Personally, I think it’s a pretty brave person that attempts a surprise wedding. It’s one thing if your guests don’t know about it (read my last blog here). It’s quite another if your spouse doesn’t know about it. In some countries this is actually illegal. It is a measure to protect brides in particular from being coerced into marriage. As a Humanist Officiant, where we value equality for all, we are always on guard for signs of coercion or other unequal arrangements. Some people who agree to marry have told me, while they are ultimately happy with the arrangement, there was pressure felt to say “yes” to a surprise proposal. This is particularly the case when a proposal was seemingly completely out of the blue. That pressure is only magnified on your wedding day where all eyes are on you and expectations are huge.
That being said, I enjoyed reading this story about a bride and groom who got married on the slopes here in Ontario — interestingly with an officiant who also works as a ski patroller! How lucky is that? The couple had been talking about marriage and the groom did get some reassurance that she would say yes in the moments leading up to that mountaintop wedding. That said, those kinds of moves can carry a lot of risk – especially if you misread the signs from your loved one leading up to it.

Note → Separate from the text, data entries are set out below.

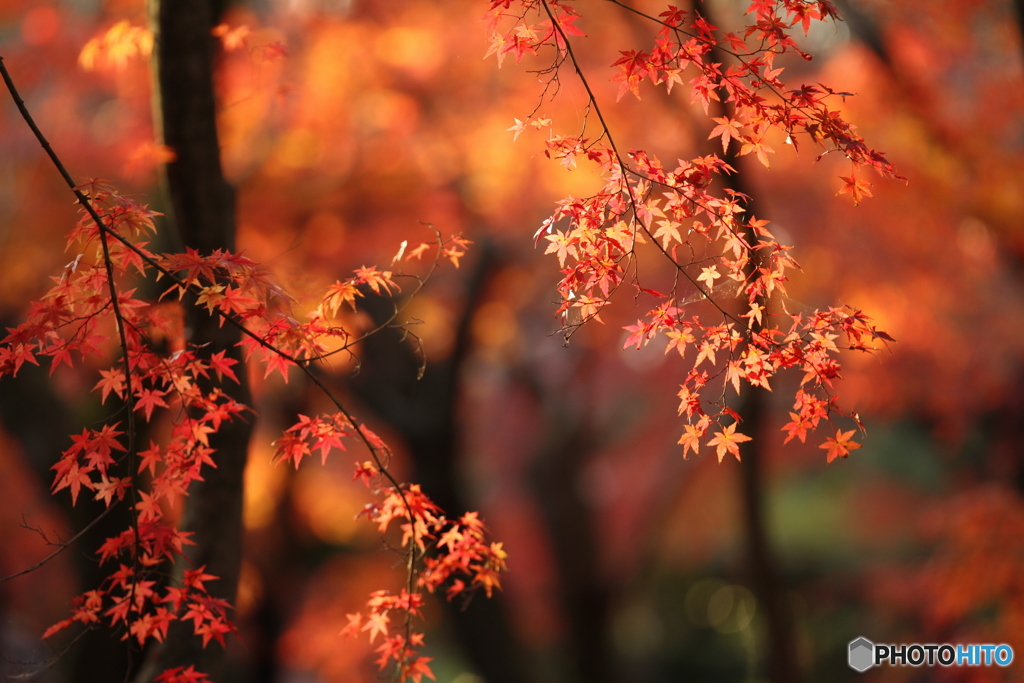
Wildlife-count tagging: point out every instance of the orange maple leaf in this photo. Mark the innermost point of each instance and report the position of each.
(728, 440)
(858, 189)
(840, 445)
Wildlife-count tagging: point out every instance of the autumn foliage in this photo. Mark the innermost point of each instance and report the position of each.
(120, 306)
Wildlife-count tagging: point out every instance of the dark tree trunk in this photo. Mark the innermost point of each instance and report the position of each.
(203, 212)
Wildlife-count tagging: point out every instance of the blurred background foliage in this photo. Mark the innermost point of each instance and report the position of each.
(346, 125)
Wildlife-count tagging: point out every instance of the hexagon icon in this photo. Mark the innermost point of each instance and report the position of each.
(861, 654)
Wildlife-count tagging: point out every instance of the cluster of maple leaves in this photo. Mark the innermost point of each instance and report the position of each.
(702, 228)
(88, 305)
(681, 211)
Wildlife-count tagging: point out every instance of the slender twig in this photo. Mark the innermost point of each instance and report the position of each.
(61, 546)
(377, 453)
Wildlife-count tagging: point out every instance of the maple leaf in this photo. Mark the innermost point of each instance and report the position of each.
(857, 189)
(690, 439)
(222, 366)
(728, 440)
(147, 399)
(728, 129)
(75, 478)
(114, 380)
(376, 624)
(709, 275)
(840, 445)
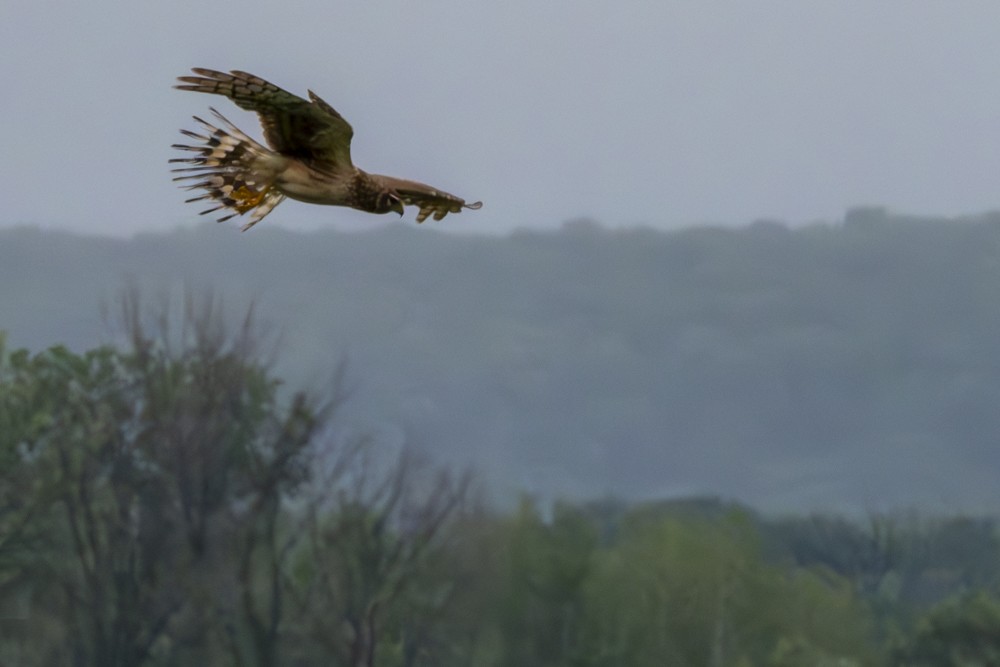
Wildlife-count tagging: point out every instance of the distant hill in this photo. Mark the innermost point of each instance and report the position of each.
(849, 366)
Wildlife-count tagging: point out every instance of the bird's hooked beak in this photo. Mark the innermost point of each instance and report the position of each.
(397, 206)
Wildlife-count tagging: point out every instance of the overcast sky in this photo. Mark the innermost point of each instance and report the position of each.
(661, 113)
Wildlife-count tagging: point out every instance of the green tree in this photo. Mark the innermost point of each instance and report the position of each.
(961, 632)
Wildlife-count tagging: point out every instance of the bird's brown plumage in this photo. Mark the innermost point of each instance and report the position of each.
(309, 157)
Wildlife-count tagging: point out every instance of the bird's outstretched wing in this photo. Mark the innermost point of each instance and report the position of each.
(431, 201)
(308, 130)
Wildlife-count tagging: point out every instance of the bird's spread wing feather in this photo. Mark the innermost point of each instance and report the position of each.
(308, 130)
(432, 202)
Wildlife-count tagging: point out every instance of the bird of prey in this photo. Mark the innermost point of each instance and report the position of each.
(309, 158)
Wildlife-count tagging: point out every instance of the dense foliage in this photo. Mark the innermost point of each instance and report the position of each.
(163, 503)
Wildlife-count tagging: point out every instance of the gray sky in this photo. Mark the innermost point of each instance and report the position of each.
(661, 113)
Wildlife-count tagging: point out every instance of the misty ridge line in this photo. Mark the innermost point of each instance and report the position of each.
(845, 366)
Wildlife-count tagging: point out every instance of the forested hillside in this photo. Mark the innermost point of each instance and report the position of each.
(851, 366)
(163, 503)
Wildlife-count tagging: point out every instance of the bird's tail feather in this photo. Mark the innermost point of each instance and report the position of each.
(227, 166)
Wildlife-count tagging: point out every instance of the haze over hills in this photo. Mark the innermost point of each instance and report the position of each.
(849, 366)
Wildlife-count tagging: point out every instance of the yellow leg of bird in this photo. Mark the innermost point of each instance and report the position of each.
(247, 199)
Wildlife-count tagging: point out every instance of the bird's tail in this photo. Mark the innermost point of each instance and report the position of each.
(229, 167)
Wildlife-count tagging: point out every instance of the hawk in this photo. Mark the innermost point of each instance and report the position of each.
(309, 158)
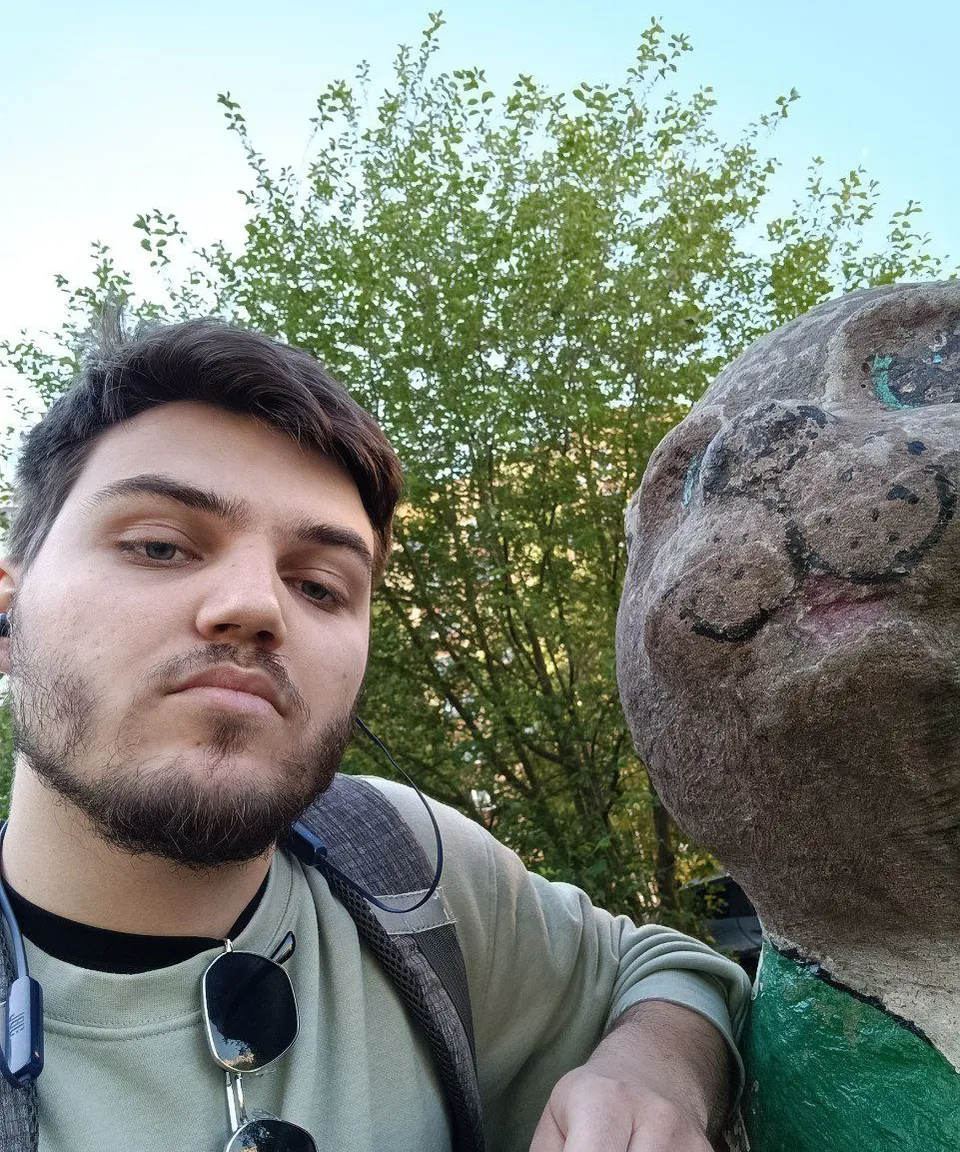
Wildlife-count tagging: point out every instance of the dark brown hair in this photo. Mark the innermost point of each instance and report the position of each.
(212, 363)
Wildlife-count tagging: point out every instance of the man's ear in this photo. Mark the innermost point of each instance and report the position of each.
(8, 577)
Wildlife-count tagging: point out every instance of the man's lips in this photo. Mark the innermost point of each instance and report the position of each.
(237, 689)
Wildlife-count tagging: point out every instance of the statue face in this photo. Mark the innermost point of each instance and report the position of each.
(788, 641)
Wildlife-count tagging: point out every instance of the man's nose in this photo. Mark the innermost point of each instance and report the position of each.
(242, 601)
(863, 500)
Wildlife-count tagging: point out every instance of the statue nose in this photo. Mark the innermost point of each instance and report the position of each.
(856, 501)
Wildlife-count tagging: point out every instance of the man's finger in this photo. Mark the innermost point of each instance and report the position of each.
(547, 1136)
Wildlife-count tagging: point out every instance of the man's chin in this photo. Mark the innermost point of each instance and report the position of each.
(199, 809)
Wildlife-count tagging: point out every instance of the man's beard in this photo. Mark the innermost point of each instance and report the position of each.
(199, 817)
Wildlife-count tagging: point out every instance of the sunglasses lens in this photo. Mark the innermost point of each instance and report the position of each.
(251, 1015)
(271, 1136)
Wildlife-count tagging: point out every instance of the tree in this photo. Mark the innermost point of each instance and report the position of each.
(527, 292)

Indeed event and wedding planners agree it is a dangerous move. While many surprise-the-spouse weddings turn out fine as this article suggests, like any surprise wedding, the surprised spouse may be left spend those major moments just absorbing the shock of it all. They may also resent it later given that the surprise meant they had no voice or say in the plan or the event itself. Indeed Humanist weddings are all about the couple. They decide what the wedding and marriage means to them. I imagine this would be a tough call if one half of the couple was never consulted in the planning and writing of the actual ceremony itself, which in my case is always a collaborative affair. It could be the reason, that as the article suggests, “surprising the bride or groom with their own wedding is yet to become a trend as pervasive as destination weddings or choreographed first dances“. Food for thought.